Light crude traded on the New York Mercantile Exchange – the world’s benchmark price – touched $111.34 before edging up to close down $1.24 at $113.77.
It is nearly 23% lower than the $147.27 seen in the second week of July.
The drop came after Europe’s biggest economies – Germany, France and Italy – contracted during the second quarter.
Japan also said this week that its gross domestic product shrank between April and June, while Bank of England Governor Mervyn King warned that the UK economy was likely to shrink in the coming year.
Victor Shum, an energy analyst with consultancy Purvin & Gertz in Singapore, said: “Worries about an economic slowdown in the US and Europe, and even Japan, are weighing on the oil market.”
Oil also fell despite the continuing tensions between Russia and Georgia.
In the UK, average petrol prices have fallen 6.5p to 113.15p during the past month, the AA said. Petrol prices peaked on July 17 at 119.7p a litre. The average price of diesel has fallen from 131.56p a litre to 125.58p, a saving of 6p a litre.

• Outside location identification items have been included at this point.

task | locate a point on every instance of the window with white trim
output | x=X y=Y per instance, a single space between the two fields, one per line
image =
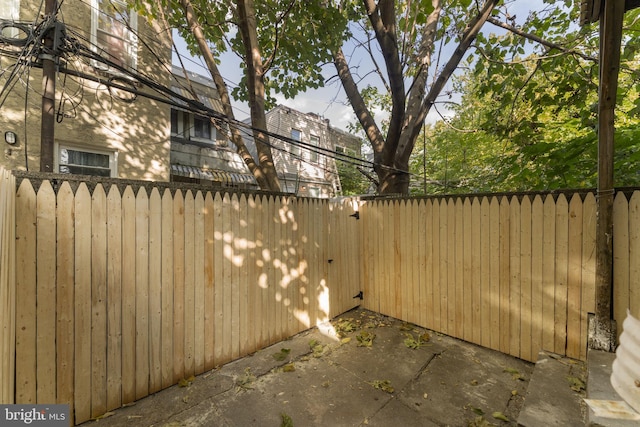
x=83 y=161
x=201 y=127
x=314 y=191
x=10 y=11
x=113 y=32
x=294 y=149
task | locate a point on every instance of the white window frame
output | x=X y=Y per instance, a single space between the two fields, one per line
x=294 y=149
x=212 y=129
x=10 y=11
x=314 y=156
x=133 y=54
x=182 y=126
x=314 y=191
x=113 y=157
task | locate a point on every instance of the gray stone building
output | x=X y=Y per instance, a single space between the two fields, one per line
x=99 y=130
x=200 y=151
x=305 y=157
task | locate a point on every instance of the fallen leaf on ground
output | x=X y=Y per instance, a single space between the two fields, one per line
x=500 y=416
x=282 y=354
x=384 y=385
x=365 y=339
x=246 y=380
x=286 y=420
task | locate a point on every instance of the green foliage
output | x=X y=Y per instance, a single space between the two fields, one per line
x=295 y=38
x=529 y=122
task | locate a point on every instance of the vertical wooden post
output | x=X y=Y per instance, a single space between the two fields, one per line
x=602 y=331
x=48 y=91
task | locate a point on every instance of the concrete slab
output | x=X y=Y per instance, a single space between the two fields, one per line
x=555 y=394
x=599 y=388
x=335 y=382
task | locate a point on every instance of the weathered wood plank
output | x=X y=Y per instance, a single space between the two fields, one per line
x=128 y=296
x=142 y=293
x=114 y=298
x=209 y=278
x=98 y=301
x=621 y=260
x=515 y=281
x=26 y=231
x=476 y=265
x=588 y=268
x=485 y=272
x=537 y=233
x=65 y=265
x=494 y=272
x=505 y=275
x=178 y=286
x=167 y=289
x=155 y=291
x=46 y=293
x=526 y=352
x=189 y=285
x=199 y=284
x=548 y=273
x=562 y=248
x=218 y=282
x=634 y=255
x=574 y=277
x=82 y=293
x=468 y=278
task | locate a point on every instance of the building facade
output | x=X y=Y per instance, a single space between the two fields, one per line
x=305 y=156
x=200 y=151
x=100 y=129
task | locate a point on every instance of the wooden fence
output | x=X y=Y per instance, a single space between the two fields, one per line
x=515 y=274
x=123 y=292
x=7 y=286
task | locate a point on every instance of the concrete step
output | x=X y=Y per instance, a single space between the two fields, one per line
x=599 y=390
x=555 y=394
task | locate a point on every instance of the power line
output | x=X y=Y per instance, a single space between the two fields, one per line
x=167 y=96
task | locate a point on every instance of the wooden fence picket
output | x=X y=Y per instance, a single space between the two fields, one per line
x=150 y=285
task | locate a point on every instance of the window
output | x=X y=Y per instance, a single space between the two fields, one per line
x=175 y=121
x=314 y=191
x=86 y=162
x=313 y=154
x=10 y=11
x=295 y=148
x=202 y=127
x=113 y=32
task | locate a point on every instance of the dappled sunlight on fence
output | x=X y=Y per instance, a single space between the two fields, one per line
x=123 y=291
x=512 y=273
x=133 y=291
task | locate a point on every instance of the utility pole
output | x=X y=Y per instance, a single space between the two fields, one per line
x=610 y=13
x=48 y=57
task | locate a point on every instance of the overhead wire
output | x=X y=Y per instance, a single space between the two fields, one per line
x=168 y=96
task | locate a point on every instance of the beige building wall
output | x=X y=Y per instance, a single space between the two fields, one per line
x=89 y=115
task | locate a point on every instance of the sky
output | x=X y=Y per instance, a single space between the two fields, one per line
x=329 y=101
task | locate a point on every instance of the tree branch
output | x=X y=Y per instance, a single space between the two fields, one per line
x=540 y=40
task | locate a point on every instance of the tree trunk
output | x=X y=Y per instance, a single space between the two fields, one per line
x=255 y=83
x=236 y=137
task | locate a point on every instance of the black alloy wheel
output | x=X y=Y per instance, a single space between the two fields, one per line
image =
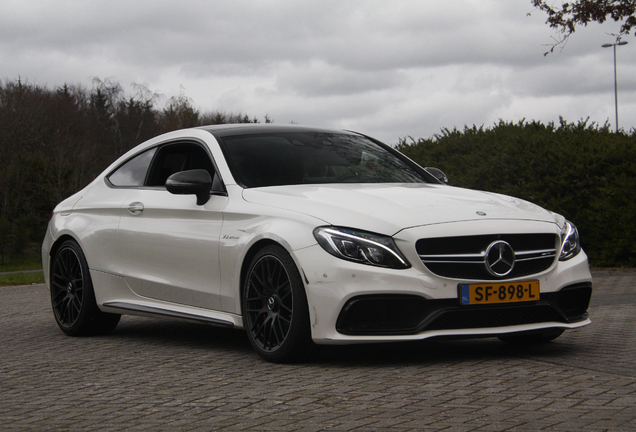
x=72 y=295
x=275 y=308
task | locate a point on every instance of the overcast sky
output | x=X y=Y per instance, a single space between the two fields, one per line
x=388 y=69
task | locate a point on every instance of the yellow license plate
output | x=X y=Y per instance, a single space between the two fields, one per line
x=508 y=292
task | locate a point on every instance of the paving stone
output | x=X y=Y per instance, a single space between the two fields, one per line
x=157 y=375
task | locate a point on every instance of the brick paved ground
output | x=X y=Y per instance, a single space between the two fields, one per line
x=167 y=375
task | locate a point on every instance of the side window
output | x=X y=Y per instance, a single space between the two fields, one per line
x=133 y=172
x=174 y=158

But filling up a tank is costing normally £1 more than it should, the AA has argued, based on falling wholesale prices which are down 18%.
That equates to an 8.5p-a- litre reduction in the average price of unleaded petrol, taking it down to 111.2p.
The AA’s Paul Watters said: “Whichever way you look at it, many drivers are being short-changed by around a £1 a tank when they fill up with petrol in the UK. As well as undermining family budgets, selfishly holding back two pence a litre in wholesale price reductions is denying potential consumer spending at other local businesses suffering from falling sales.”